With anyone who has diabetes, Diabetic Retinopathy may occur. The blood vessels that feed the retina are damaged as a result of this condition. Vision may be impaired; ultimately blindness may result if the diabetes is not managed appropriably. Poor control of blood sugar, high blood pressure, race, high cholesterol, pregnancy, smoking and age are all risk factors. Ultimately, the greater is the risk of developing diabetic retinopathy the longer one has diabetes.

As the macula (the central part of the retina that allows us to see fine details) is progressively damaged, Macular Degeneration occurs. Aging, smoking and family history are all included as risk factors. With the elderly, 30% over 75 can expect to suffer from macular degeneration.

Cataracts are defined as cloudiness or opacity in the lens of the eye. Aging, females, sunlight exposure, myopia (near-sightedness) are all included as risk factors. Also included in greater risk of cataracts are smokers and those with brown eyes. The list of greater risk does not end there as steroid users, those with trauma to the eye, and diabetics are at greater risk for developing cataracts.

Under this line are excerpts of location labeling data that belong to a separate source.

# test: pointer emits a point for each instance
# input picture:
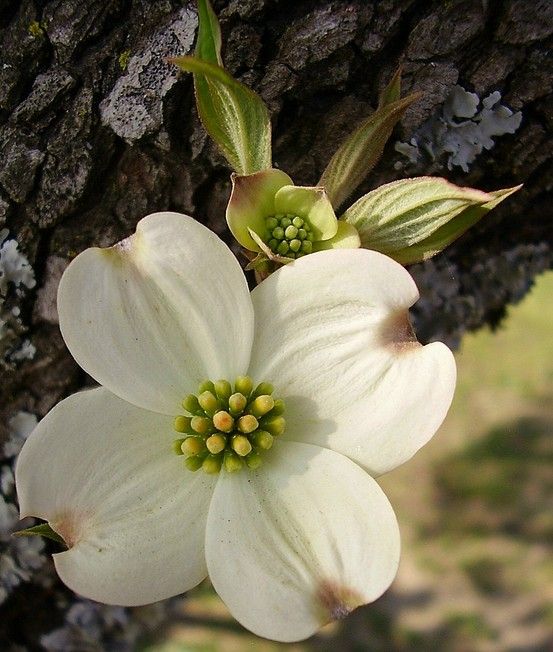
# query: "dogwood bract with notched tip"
(305, 537)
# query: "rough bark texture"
(96, 131)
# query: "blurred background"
(475, 512)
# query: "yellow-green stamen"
(288, 235)
(228, 426)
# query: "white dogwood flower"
(288, 521)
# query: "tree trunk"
(97, 130)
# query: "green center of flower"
(228, 427)
(288, 235)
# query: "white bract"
(301, 540)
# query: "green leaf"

Nutrition may, as always, play a large role in maintaining eye health. Vitamin C, Vitamin E, Pro-Vitamin A (beta-carotene) Carotenoids (Lutein and Zeaxanthin), have been proven to provide antioxidant protection to the human body and as such, they may provide anti-aging defenses for the eye as well. We seniors are well-advised to gather as much research-based information as possible, especially for those of us at high risk for chronic, age-related eye disease. The combination of traditional medical science and treatment with appropriately prescribed medications, newly-discovered alternative medical resources and effective nutritional supplements may provide the protection from blindness that we all desire.

Keywords to use in your browser search window include all four diseases followed by

  • risk factors
  • diagnosis
  • treatment
  • nutrition

There is a reassuring abundance of information available on the Internet to help us get a handle on these aging eye related diseases.